CARLO CALENDA. PUNTARE SULL'EXPORT

di Silvio Rossi

 

Investire verso l’estero. Non c’è crescita se ci si limita a progettare le nostre attività solo nello spazio nazionale, in un mondo globalizzato si deve avere il coraggio di affrontare i mercati. Ma per fare ciò bisogna avere strutture adeguate e la giusta preparazione.
L’incontro organizzato nella splendida cornice dell’Accademia Americana al Gianicolo il 13 luglio, dalla Regione Lazio, con la presenza del presidente Nicola Zingaretti ha visto numerosi rappresentati di molte ambasciate, che sono interessati a stringere rapporti economici con alcune piccole e medie imprese della nostra regione.
È stato anche presentato un progetto per formare venti giovani laureati, con un corso totalmente orientato al marketing internazionale, perché esportatori non ci si improvvisa, per mantenere la presenza sui mercati stranieri bisogna conoscere a fondo i meccanismi del commercio.
L’iniziativa regionale ha visto la collaborazione del Ministero per lo sviluppo economico, che era rappresentato dal viceministro Carlo Calenda, che ha la delega al commercio internazionale.


Abbiamo chiesto al vice ministro alcune impressioni sul lavoro svolto dalla Regione Lazio, e dalle altre regioni italiane:
La Regione Lazio, in particolare il presidente Zingaretti, sta sviluppando molti progetti per quanto riguarda le imprese.
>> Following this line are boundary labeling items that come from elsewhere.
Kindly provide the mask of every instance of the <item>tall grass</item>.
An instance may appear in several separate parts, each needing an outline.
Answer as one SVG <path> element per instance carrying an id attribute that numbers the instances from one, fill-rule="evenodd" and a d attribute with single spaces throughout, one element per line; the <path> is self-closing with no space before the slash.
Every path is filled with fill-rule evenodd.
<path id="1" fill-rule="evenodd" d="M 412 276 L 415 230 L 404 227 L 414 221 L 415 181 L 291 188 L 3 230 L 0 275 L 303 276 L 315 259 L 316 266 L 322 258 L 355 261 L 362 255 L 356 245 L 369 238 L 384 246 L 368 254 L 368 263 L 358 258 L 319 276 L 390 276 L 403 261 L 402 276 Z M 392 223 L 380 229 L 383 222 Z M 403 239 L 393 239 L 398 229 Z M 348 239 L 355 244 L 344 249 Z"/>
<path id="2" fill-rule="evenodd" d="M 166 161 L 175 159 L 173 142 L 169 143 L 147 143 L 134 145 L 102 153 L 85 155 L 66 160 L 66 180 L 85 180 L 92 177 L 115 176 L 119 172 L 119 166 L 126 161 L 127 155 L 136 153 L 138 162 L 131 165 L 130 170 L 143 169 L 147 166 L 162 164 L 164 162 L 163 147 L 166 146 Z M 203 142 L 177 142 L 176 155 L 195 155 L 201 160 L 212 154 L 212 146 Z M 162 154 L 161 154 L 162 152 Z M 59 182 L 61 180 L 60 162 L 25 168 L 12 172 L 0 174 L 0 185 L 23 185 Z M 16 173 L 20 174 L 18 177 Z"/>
È un comportamento in linea con le atre regioni, oppure è “più avanti”?
Che l’internazionalizzazione sia importante, lo sentono tutte le regioni. Questo non sempre si traduce però in attività coerenti, e con soldi spesi bene, la Regione Lazio è una di quelle che meglio di tutte sta lavorando su questo tema, e lo fa in maniera estremamente sinergica sul piano nazionale, cioè le cose le vediamo insieme, e questo è fondamentale. Da questo punto di vista si può dire che è molto avanti.
C’è quindi un’Italia a due velocità? Il Lazio è una regione grande, con strutture adeguate, le regioni piccole sotto questo punto di vista hanno maggiori difficoltà?
Sì, le regioni piccole hanno delle difficoltà, non c’è dubbio, le regioni del sud hanno difficoltà. Molto spesso ci sono regioni grandi, con vocazione all’export, che hanno anche i fondi, ma spesso li spendono male, perché non vuol dire solo la dimensione, ma anche la capacità di lavorare.
Quali sono le ricette per diventare competitivi?
Il master che abbiamo presentato, è orientato al futuro, è qualcosa di innovativo che tende a formare gli esperti di domani, questo è il tema centrale su cui le regioni devono lavorare, sulla capacità di creare innovazione dentro le aziende, oggi noi abbiamo una carenza assoluta di export manager, che sappiano gestire le esportazioni.
Si sta puntando molto sull’export oggi. C’è stata negli anni passati una flessione?
No, il nostro export è sostanzialmente aumentato nel tempo, le aziende che esportano sono 210.000, in termini dimensionali il nostro export non è mai stato così forte. Il problema non è questo. Le aziende che esportano sono tante, quelle che lo fanno in maniera strutturale, che lo fanno con più del 50 % del fatturato, sono pochissime sono 15.000, per cui non dobbiamo aumentare il numero di quelle che esportano in generale, ma di quelle che lo fanno in maniera strutturale.
Come sono cambiati invece i mercati? Si parla molto della Cina, o di altri paesi emergenti.
I mercati cambiano in continuazione, noi possiamo dire che il focus maggiore l’abbiamo negli Stati Uniti, dove abbiamo ancora un potenziale inespresso enorme, di circa dieci miliardi di euro, un mercato stabile, in crescita, dove le nostre aziende hanno appena intaccato la superficie, perché nell’America profonda non sono mai andate, ed è un mercato stabile. Poi certo la Cina è molto importante, ma rimangono barriere all’ingresso, per esempio per un’azienda media.